Toku has publicly released Makimoto Kawa, Singapore’s first open-source sovereign conversational AI infrastructure, giving developers a production-ready transcription API designed for APAC data residency and regulatory compliance while opening more of its AI stack through 2026.
Toku has publicly launched Makimoto Kawa (Kawa), the first production release of its Makimoto open-source conversational AI initiative and what it describes as Singapore’s first open-source conversational AI infrastructure. Built and hosted in Singapore, Kawa is designed for organisations operating under APAC regulatory and data residency requirements.
The initial release provides developers with a production-ready post-conversation transcription API and an open-source interactive playground. It fulfils the roadmap Toku announced in April 2026, delivering Kawa by its promised 1 July launch date.
Designed as sovereign AI infrastructure, Kawa keeps customer audio recordings and transcripts within Singapore to support compliance with the country’s Personal Data Protection Act (PDPA), Monetary Authority of Singapore (MAS) guidelines and other regulated industry requirements. The platform combines open-source development with enterprise-grade deployment for regulated sectors.
Developers receive 1,000 free transcription minutes each month. Current capabilities include post-call and voicemail transcription, recorded conversation processing, archived interaction analysis, speaker separation and segment-level timestamps. A real-time transcription API supporting live voice agents, captioning and in-conversation analytics is planned later this year.
A key feature is Kawa’s composable orchestration layer, enabling developers to replace speech-to-text models, audio pre-processing components and other pipeline elements without rebuilding the entire system. Toku also plans to progressively open-source additional layers of the technology stack through 2026, while maintaining separate community and enterprise editions.

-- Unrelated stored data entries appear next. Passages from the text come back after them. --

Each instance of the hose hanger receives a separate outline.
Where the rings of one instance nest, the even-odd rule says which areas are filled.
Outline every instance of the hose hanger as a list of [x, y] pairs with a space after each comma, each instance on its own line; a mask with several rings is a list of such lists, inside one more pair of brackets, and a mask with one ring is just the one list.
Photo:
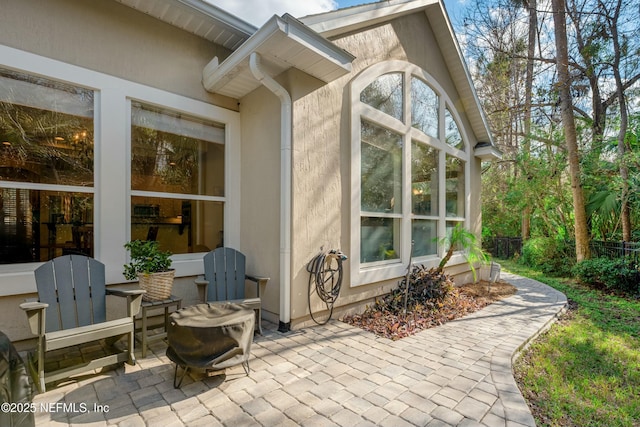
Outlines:
[[[318, 325], [325, 325], [333, 315], [333, 306], [340, 294], [342, 286], [342, 263], [347, 260], [347, 256], [340, 249], [332, 249], [328, 252], [318, 254], [307, 264], [309, 272], [309, 314], [311, 319]], [[329, 310], [329, 317], [319, 322], [311, 311], [311, 295], [315, 294]]]

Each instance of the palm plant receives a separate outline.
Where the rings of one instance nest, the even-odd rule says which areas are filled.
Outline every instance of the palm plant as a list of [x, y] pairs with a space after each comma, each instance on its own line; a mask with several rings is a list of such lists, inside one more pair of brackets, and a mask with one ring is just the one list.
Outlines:
[[463, 251], [463, 255], [471, 268], [471, 272], [473, 273], [474, 282], [477, 279], [476, 264], [489, 263], [489, 255], [482, 250], [482, 246], [476, 235], [465, 229], [462, 224], [458, 224], [452, 228], [451, 232], [446, 237], [439, 240], [439, 243], [448, 249], [438, 265], [438, 272], [442, 272], [444, 270], [444, 267], [451, 260], [451, 257], [456, 250]]

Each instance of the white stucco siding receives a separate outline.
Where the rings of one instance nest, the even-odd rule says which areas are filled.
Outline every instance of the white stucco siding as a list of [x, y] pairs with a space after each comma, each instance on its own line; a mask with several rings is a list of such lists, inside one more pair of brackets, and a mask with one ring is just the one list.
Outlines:
[[[475, 136], [461, 109], [462, 103], [444, 64], [426, 15], [417, 13], [384, 25], [332, 40], [353, 54], [353, 72], [294, 100], [293, 130], [293, 272], [292, 324], [308, 318], [307, 263], [321, 250], [351, 250], [351, 95], [350, 82], [371, 65], [401, 60], [427, 71], [445, 90], [456, 108], [471, 147]], [[471, 161], [471, 212], [469, 223], [479, 231], [479, 162]], [[397, 285], [397, 279], [351, 287], [350, 261], [337, 307], [370, 302]], [[313, 305], [314, 312], [323, 305]], [[338, 311], [340, 311], [338, 309]]]

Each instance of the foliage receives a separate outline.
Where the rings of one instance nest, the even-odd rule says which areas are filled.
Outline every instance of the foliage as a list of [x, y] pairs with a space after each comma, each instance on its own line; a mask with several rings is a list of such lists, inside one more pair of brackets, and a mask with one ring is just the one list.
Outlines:
[[522, 246], [520, 261], [529, 267], [539, 268], [552, 276], [567, 276], [571, 272], [575, 249], [563, 239], [536, 237]]
[[584, 260], [572, 272], [582, 283], [596, 288], [640, 294], [640, 269], [625, 258]]
[[124, 265], [124, 277], [135, 280], [138, 273], [151, 274], [169, 271], [171, 252], [163, 252], [153, 240], [133, 240], [124, 247], [131, 253], [131, 262]]
[[640, 422], [640, 300], [550, 278], [505, 261], [502, 267], [565, 293], [568, 316], [514, 366], [538, 425], [637, 426]]
[[489, 263], [489, 256], [482, 249], [482, 244], [478, 241], [476, 235], [466, 230], [462, 224], [453, 227], [446, 237], [440, 239], [440, 244], [447, 246], [448, 249], [445, 256], [440, 260], [440, 265], [438, 265], [437, 271], [439, 273], [442, 273], [456, 250], [463, 251], [464, 257], [473, 273], [474, 282], [477, 279], [476, 263]]

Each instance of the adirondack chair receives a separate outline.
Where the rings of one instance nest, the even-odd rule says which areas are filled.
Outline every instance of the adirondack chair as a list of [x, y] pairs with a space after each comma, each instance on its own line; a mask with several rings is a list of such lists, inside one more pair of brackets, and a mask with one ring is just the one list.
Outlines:
[[[262, 305], [260, 287], [269, 281], [265, 277], [245, 274], [246, 257], [232, 248], [217, 248], [205, 254], [204, 276], [196, 279], [202, 302], [244, 304], [256, 312], [255, 329], [262, 335]], [[256, 284], [256, 297], [245, 298], [245, 280]]]
[[[38, 336], [36, 353], [29, 365], [41, 392], [45, 384], [104, 366], [128, 362], [133, 353], [134, 316], [140, 310], [143, 290], [115, 290], [105, 287], [104, 264], [84, 255], [55, 258], [35, 270], [38, 301], [25, 302], [31, 332]], [[106, 295], [127, 299], [127, 316], [106, 319]], [[45, 372], [45, 353], [100, 339], [128, 335], [127, 348], [115, 354], [81, 362], [79, 365]]]

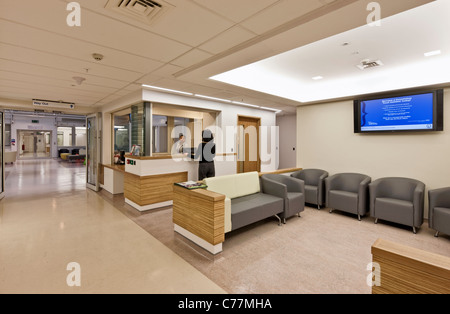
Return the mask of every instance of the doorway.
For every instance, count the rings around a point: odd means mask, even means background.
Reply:
[[[261,171],[259,129],[261,119],[238,116],[237,173]]]
[[[51,131],[19,130],[19,159],[51,157]]]

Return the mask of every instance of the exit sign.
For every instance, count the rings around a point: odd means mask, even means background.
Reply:
[[[39,123],[39,120],[31,120],[31,123]]]

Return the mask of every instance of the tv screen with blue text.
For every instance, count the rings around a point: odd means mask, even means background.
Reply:
[[[361,102],[361,131],[434,129],[434,93]]]

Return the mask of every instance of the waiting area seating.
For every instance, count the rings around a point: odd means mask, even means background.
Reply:
[[[271,184],[270,181],[278,183],[273,189],[284,199],[284,212],[281,215],[284,223],[292,216],[300,217],[300,213],[305,210],[305,183],[281,174],[265,174],[261,177],[263,186]]]
[[[59,158],[68,162],[84,161],[86,159],[86,150],[75,148],[72,150],[62,148],[58,151]]]
[[[358,220],[369,211],[369,183],[371,178],[359,173],[340,173],[325,179],[326,206],[358,215]]]
[[[304,169],[291,174],[291,177],[305,182],[305,201],[309,204],[323,206],[325,203],[325,178],[328,172],[320,169]]]
[[[417,233],[424,221],[425,184],[409,178],[381,178],[369,185],[370,215],[410,226]]]
[[[261,185],[258,172],[204,180],[207,190],[225,195],[225,233],[284,212],[279,184],[266,180]]]
[[[428,191],[429,217],[431,229],[450,235],[450,187]]]

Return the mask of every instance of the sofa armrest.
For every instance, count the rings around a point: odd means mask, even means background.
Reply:
[[[370,207],[370,215],[372,217],[375,216],[375,199],[378,197],[378,187],[380,185],[380,180],[375,180],[369,184],[369,207]]]
[[[425,184],[419,183],[414,190],[414,227],[420,227],[423,224]]]
[[[279,198],[287,198],[287,186],[282,183],[261,177],[261,187],[264,194],[270,194]]]
[[[319,178],[319,185],[317,187],[317,202],[318,205],[323,205],[325,202],[325,179],[328,178],[328,172],[324,172]]]
[[[372,181],[371,178],[366,178],[359,184],[358,211],[360,213],[363,213],[363,212],[365,212],[364,210],[368,209],[368,206],[369,206],[369,184],[371,181]]]

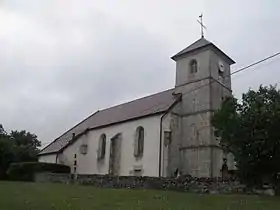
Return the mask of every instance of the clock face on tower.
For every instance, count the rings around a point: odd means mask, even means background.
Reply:
[[[220,72],[224,72],[225,71],[225,66],[224,66],[222,61],[218,62],[218,68],[219,68]]]

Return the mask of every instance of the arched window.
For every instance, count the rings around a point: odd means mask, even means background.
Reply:
[[[136,129],[135,145],[134,145],[134,156],[142,157],[144,152],[144,128],[139,126]]]
[[[190,62],[190,72],[191,74],[194,74],[197,72],[197,60],[193,59]]]
[[[98,160],[102,160],[105,157],[106,153],[106,135],[103,133],[99,138],[99,145],[98,145]]]

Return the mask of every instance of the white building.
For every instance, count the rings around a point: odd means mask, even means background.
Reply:
[[[78,174],[220,176],[226,155],[211,116],[231,95],[234,61],[204,38],[172,59],[173,89],[95,112],[45,147],[39,161]]]

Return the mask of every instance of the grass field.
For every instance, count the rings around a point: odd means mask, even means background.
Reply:
[[[0,182],[0,210],[31,209],[280,210],[280,198]]]

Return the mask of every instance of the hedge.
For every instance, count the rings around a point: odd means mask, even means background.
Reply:
[[[33,181],[35,173],[38,172],[70,173],[70,167],[41,162],[12,163],[7,171],[7,175],[10,180]]]

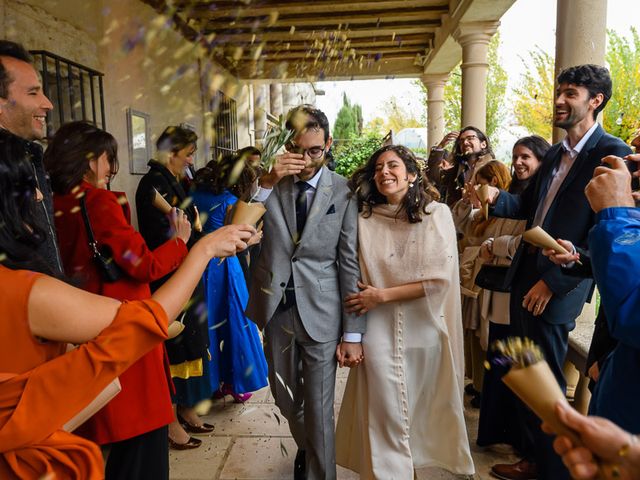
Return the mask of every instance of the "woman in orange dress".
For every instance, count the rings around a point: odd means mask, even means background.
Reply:
[[[151,299],[121,303],[47,275],[37,197],[22,144],[0,132],[0,478],[100,479],[99,448],[63,426],[166,339],[209,260],[246,248],[255,229],[207,235]]]

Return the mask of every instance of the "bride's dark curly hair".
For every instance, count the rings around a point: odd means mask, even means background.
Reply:
[[[438,201],[440,194],[424,173],[426,162],[418,160],[411,150],[402,145],[387,145],[379,148],[371,155],[367,163],[353,172],[349,180],[349,188],[358,199],[358,211],[367,218],[371,216],[373,206],[387,203],[387,198],[378,191],[374,180],[376,162],[385,152],[394,152],[404,163],[407,174],[416,175],[415,181],[412,182],[412,185],[410,184],[409,190],[398,208],[398,215],[406,212],[409,223],[421,222],[422,215],[428,215],[427,205]]]

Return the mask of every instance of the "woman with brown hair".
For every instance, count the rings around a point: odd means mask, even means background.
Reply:
[[[337,463],[362,478],[415,469],[474,472],[464,423],[456,234],[449,208],[405,147],[376,151],[351,178],[357,196],[364,363],[349,372]],[[340,360],[340,359],[339,359]]]

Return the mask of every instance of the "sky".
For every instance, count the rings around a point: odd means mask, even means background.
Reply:
[[[521,57],[536,46],[554,54],[556,2],[558,0],[517,0],[505,13],[500,25],[500,57],[502,65],[509,75],[510,86],[518,85],[526,67]],[[609,0],[607,5],[607,28],[626,35],[633,25],[640,25],[639,0]],[[615,81],[615,79],[614,79]],[[343,82],[318,82],[317,87],[325,91],[318,96],[316,103],[323,110],[331,124],[342,105],[342,93],[362,106],[365,124],[382,116],[382,105],[391,96],[398,103],[412,111],[416,117],[424,115],[424,107],[416,98],[420,98],[419,87],[413,85],[413,79],[395,80],[354,80]]]

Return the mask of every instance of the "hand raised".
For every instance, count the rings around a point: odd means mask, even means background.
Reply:
[[[171,212],[169,212],[169,223],[171,224],[171,229],[175,232],[175,236],[187,243],[191,237],[191,223],[189,223],[184,211],[179,208],[172,208]]]
[[[459,135],[460,135],[460,132],[458,130],[447,133],[442,138],[442,140],[440,140],[440,143],[438,144],[438,148],[445,148],[451,142],[455,142]]]
[[[273,188],[284,177],[302,172],[305,166],[304,157],[299,153],[287,152],[278,155],[271,171],[260,177],[260,186]]]
[[[251,225],[225,225],[203,237],[198,244],[203,243],[210,258],[230,257],[247,248],[247,242],[256,233]]]
[[[611,207],[635,207],[631,194],[631,174],[624,160],[614,155],[606,156],[601,166],[594,170],[593,178],[584,189],[594,212]]]

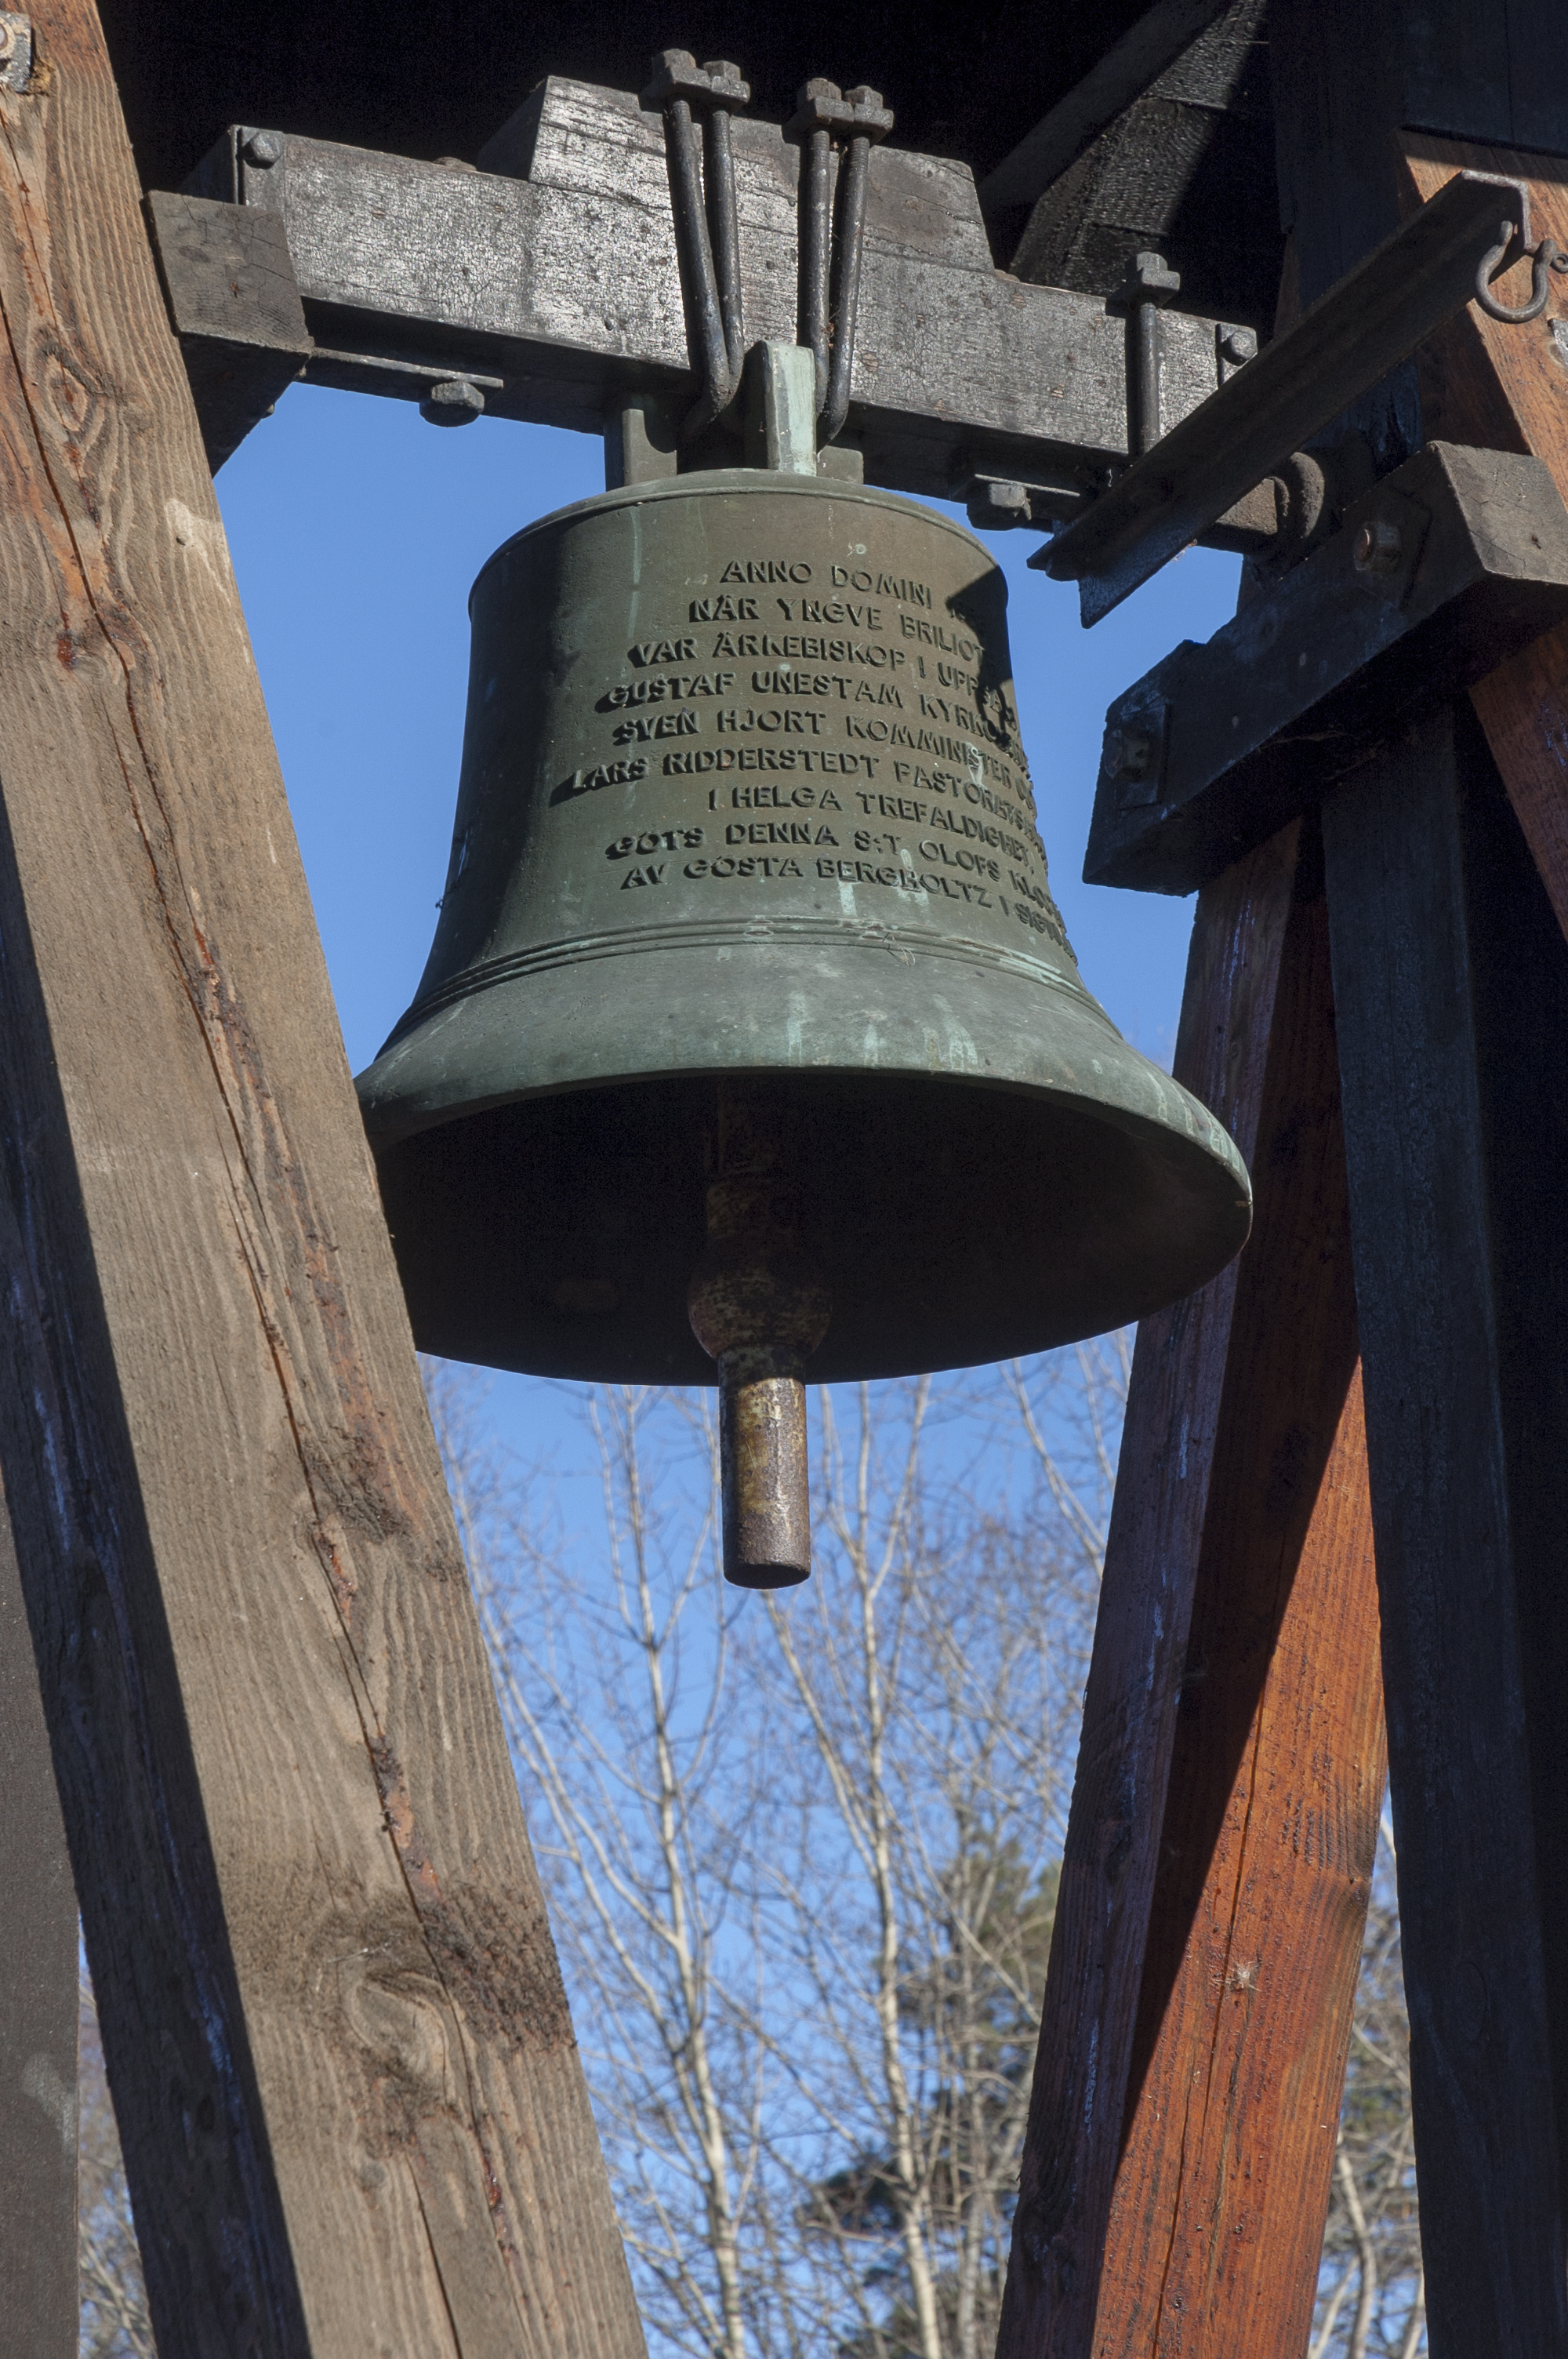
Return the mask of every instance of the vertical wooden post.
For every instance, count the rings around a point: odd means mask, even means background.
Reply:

“We committed in April to putting Kawa in developers’ hands by 1 July, and today we have. Models are becoming a commodity, and the cycles are getting shorter, so today’s best choice is next year’s legacy. The advantage that endures is a composable orchestration layer that lets you replace and upgrade components without rebuilding the system each time, and that work, in the open, is what Makimoto is for,” said Thomas Laboulle, Founder and CEO, Toku.